The report says COVID-19 is similarly disrupting vaccinations. The past few months have seen a 25% reduction in childhood immunisations, according to Shabir Madhi, a professor of vaccinology at the University of the Witwatersrand (Wits), who warned of possible outbreaks of measles. The diagnosis and treatment of tuberculosis also has also been hampered by the pandemic, risking the lives of many of South Africa’s neediest citizens, health experts say.
“Disruptions to these medications is a public health problem. It threatens the poor and most vulnerable,” said Vinyarak Bhardwaj, deputy director of Doctors Without Borders’ programme in South Africa, which has HIV programmes in the Western Cape and KwaZulu-Natal provinces.
Reliable supplies of antiretroviral drugs are so critically important in South Africa that a monitoring programme, Stop Stockouts Project (SSP), was created in 2013 and is closely tracking and responding to the disruptions amid the COVID-19 pandemic.
All over the country, the SSP received reports of ARVs stockouts and shortages. In Gauteng alone, Health-e News reports that the number of ARV stockouts has doubled, with and that both TEE and TLD treatment combinations showing similar number of stockouts.

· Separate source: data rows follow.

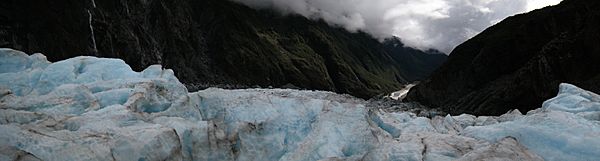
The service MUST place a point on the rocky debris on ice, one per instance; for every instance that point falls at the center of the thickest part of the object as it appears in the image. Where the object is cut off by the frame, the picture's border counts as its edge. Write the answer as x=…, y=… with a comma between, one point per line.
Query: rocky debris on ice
x=88, y=108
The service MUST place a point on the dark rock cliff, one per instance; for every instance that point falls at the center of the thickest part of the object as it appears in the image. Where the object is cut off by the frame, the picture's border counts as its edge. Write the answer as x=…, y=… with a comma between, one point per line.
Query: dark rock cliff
x=519, y=62
x=214, y=42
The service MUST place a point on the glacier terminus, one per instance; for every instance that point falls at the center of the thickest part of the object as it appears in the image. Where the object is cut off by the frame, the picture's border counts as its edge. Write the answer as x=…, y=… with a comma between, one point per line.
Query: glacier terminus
x=88, y=108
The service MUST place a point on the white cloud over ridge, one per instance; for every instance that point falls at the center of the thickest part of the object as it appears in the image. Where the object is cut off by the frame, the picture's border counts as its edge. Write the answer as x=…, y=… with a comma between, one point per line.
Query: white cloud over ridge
x=423, y=24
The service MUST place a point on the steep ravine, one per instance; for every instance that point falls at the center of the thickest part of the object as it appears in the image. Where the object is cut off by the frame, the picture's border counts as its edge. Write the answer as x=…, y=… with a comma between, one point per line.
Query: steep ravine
x=519, y=62
x=211, y=42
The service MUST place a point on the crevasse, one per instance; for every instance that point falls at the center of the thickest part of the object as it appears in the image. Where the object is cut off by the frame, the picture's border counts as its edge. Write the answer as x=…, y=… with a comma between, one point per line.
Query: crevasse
x=89, y=108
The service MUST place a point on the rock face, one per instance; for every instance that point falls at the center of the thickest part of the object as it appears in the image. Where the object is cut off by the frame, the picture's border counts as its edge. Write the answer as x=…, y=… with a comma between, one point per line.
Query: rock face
x=81, y=109
x=519, y=62
x=210, y=42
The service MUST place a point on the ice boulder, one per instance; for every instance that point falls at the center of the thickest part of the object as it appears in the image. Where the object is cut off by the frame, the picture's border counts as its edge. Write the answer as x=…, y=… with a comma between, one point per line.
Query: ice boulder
x=88, y=108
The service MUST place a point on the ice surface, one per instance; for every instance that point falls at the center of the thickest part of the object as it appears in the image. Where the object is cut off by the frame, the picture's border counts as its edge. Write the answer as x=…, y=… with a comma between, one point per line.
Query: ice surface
x=88, y=108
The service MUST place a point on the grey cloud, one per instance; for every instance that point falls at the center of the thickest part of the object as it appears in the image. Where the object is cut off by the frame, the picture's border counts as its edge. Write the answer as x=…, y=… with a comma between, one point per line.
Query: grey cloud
x=423, y=24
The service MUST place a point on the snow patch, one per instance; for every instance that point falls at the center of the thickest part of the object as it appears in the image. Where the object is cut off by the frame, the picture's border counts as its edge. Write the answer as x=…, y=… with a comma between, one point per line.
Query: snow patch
x=88, y=108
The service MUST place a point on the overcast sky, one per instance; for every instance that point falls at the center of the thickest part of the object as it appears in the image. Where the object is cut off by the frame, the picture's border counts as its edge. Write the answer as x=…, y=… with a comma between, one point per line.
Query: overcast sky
x=438, y=24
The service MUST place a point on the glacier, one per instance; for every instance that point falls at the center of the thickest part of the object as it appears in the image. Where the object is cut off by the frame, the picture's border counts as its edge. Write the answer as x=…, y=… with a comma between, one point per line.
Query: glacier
x=88, y=108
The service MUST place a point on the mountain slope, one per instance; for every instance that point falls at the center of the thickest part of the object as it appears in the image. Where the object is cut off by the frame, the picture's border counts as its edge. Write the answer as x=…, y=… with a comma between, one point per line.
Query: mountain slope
x=215, y=42
x=519, y=62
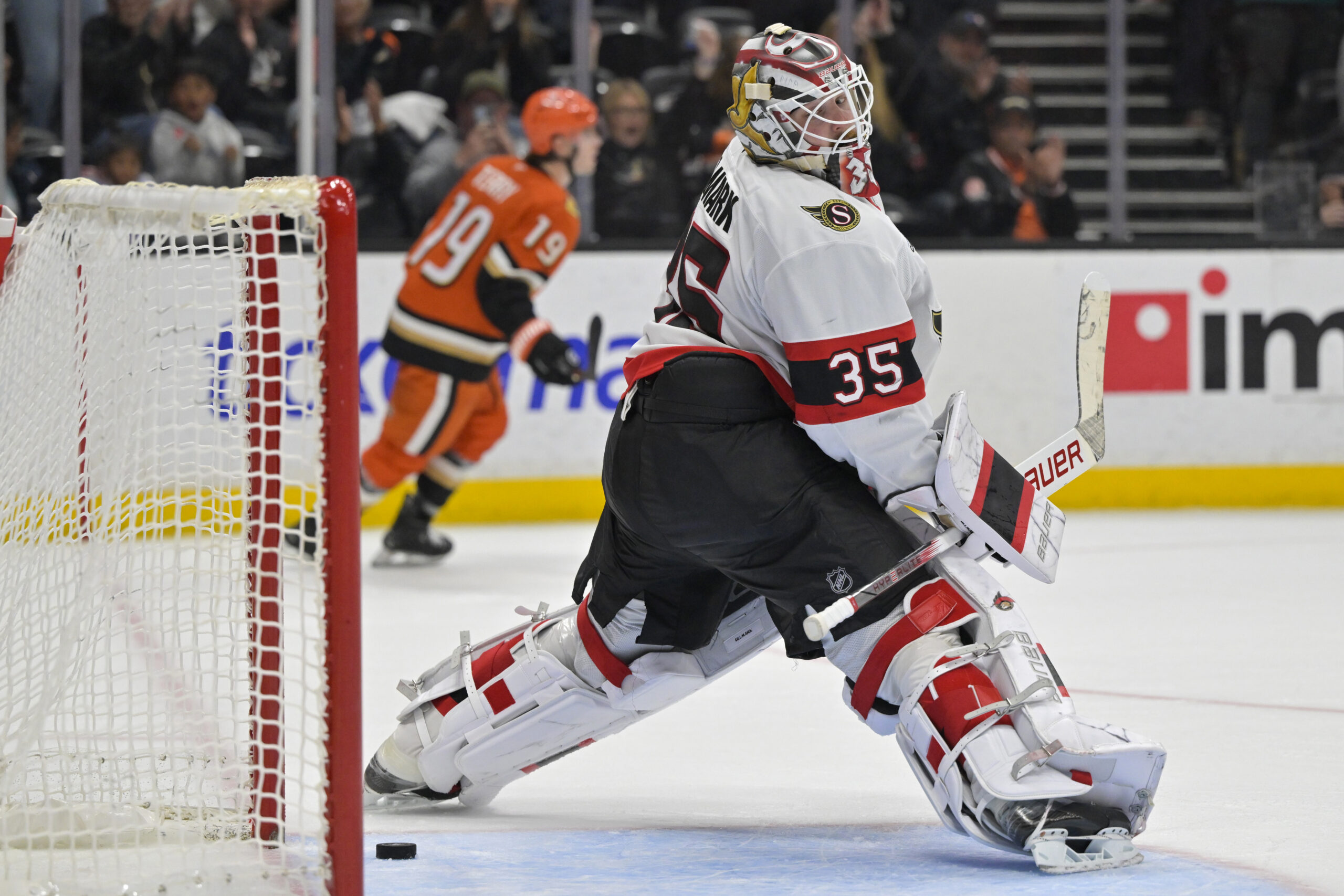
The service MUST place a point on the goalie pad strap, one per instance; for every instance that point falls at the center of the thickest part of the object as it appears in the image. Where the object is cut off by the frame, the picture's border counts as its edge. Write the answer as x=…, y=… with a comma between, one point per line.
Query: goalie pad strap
x=930, y=605
x=606, y=662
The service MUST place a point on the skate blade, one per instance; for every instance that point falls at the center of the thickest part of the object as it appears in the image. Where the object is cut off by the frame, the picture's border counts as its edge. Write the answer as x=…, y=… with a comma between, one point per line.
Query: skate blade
x=390, y=559
x=1054, y=856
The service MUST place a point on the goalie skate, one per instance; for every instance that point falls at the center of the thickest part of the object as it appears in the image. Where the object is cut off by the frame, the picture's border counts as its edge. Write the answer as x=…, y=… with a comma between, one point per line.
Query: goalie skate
x=1110, y=848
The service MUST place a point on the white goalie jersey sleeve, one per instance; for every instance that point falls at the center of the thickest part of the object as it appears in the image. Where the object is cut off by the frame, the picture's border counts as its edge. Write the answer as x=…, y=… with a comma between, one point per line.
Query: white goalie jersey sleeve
x=824, y=289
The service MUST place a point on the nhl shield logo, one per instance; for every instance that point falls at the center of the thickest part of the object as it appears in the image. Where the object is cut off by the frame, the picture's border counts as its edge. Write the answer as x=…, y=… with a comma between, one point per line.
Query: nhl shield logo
x=839, y=581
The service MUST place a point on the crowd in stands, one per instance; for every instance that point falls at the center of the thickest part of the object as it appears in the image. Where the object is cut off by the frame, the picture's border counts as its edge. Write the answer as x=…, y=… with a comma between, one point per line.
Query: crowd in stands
x=203, y=92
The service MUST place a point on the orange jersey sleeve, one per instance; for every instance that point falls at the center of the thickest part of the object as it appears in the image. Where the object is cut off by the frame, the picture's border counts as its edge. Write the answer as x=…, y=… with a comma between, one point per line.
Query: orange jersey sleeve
x=472, y=275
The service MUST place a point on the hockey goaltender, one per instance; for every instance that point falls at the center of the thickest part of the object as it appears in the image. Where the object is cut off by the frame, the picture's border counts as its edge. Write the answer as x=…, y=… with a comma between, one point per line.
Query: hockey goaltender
x=762, y=465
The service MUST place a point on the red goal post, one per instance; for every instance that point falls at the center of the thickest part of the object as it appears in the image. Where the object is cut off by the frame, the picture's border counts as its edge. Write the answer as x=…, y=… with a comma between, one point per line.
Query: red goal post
x=181, y=699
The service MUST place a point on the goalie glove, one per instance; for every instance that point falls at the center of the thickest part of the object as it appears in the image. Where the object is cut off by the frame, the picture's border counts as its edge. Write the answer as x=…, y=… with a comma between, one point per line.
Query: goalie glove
x=550, y=356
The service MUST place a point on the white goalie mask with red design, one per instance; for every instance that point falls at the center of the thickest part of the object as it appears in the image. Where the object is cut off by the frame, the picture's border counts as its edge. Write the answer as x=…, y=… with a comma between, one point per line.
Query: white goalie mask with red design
x=797, y=100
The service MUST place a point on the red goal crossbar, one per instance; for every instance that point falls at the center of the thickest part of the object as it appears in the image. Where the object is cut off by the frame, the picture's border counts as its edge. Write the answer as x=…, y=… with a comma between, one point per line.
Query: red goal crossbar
x=338, y=354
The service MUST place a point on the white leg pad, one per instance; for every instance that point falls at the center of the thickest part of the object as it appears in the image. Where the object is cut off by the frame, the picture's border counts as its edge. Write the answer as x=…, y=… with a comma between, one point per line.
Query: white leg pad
x=551, y=700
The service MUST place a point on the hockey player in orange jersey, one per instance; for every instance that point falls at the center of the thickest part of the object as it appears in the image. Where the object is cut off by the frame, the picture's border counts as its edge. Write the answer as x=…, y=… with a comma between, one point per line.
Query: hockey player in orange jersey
x=468, y=299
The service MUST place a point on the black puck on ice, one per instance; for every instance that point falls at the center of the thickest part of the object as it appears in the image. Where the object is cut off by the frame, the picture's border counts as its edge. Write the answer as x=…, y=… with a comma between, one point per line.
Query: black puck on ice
x=395, y=851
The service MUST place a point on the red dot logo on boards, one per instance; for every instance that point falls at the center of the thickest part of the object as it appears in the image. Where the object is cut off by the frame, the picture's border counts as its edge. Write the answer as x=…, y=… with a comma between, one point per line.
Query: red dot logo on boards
x=1147, y=344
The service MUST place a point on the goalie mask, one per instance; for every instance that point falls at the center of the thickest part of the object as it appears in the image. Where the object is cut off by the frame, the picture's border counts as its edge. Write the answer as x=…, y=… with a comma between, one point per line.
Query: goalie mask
x=797, y=100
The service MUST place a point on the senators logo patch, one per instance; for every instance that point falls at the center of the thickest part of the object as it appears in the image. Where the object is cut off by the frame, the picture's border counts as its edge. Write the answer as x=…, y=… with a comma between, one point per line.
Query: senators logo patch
x=835, y=214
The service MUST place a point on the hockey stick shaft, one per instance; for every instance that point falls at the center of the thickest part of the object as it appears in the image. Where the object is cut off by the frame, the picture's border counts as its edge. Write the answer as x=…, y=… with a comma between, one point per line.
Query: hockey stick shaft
x=1083, y=446
x=594, y=345
x=819, y=624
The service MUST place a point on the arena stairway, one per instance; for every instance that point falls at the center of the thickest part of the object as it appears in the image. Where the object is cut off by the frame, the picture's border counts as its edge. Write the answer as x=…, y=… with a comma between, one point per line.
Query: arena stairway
x=1179, y=183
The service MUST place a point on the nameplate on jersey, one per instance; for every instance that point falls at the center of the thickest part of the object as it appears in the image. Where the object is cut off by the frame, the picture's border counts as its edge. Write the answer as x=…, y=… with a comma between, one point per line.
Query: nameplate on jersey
x=718, y=199
x=851, y=376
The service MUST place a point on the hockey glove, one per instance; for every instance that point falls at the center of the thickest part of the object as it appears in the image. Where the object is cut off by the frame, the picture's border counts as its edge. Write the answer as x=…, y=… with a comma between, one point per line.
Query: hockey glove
x=554, y=362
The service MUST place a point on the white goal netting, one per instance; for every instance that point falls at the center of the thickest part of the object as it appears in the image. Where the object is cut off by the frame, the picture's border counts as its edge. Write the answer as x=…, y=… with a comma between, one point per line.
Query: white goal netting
x=162, y=648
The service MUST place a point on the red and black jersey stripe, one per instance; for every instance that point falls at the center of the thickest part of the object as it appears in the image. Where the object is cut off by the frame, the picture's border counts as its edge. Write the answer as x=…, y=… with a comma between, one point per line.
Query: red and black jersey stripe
x=1003, y=499
x=853, y=376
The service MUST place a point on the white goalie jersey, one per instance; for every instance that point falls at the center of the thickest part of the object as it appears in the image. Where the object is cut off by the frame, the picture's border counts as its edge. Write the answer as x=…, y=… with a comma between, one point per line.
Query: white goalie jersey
x=820, y=291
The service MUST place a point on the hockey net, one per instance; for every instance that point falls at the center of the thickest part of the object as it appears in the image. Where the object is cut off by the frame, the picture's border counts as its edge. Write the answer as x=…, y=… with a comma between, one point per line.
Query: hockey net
x=179, y=686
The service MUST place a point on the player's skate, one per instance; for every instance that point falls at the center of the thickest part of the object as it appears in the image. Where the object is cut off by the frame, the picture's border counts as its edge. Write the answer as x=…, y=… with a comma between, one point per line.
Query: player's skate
x=411, y=542
x=1069, y=837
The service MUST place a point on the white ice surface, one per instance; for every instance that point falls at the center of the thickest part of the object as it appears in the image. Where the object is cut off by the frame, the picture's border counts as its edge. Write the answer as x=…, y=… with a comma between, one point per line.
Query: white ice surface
x=1214, y=632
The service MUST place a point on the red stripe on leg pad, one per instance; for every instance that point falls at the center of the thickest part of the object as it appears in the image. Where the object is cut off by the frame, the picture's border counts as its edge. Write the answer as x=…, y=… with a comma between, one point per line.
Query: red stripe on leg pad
x=1019, y=535
x=499, y=696
x=606, y=662
x=987, y=462
x=932, y=604
x=494, y=661
x=960, y=691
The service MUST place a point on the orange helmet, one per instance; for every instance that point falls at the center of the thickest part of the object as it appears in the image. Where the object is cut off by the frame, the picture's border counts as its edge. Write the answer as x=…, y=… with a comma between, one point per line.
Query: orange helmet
x=555, y=111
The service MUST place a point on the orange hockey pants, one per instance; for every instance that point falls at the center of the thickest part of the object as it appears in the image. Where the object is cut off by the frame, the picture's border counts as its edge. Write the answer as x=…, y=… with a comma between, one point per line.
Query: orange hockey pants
x=432, y=416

“The project has received reports of both shortages and stockouts from Gauteng especially in the Ekurhuleni district where some patients were give 14-day treatment while others were referred to other facilities meaning they left their nearest clinic with no medication,” says Ruth Dube of SSP.
The SSP is working with the Treatment Action Campaign to advocate for chronic patients to receive four to six months’ supply to minimise their exposure to COVID-19 in public spaces such as clinics.
“There might be a little impact caused by lockdown but the problem of shortages started way before lockdown,” says Dube.
To decrease the shortages of medicines in facilities, SSP proposes better monitoring and advanced warning facilities, with stockpiling of essential medicines before stocks are depleted.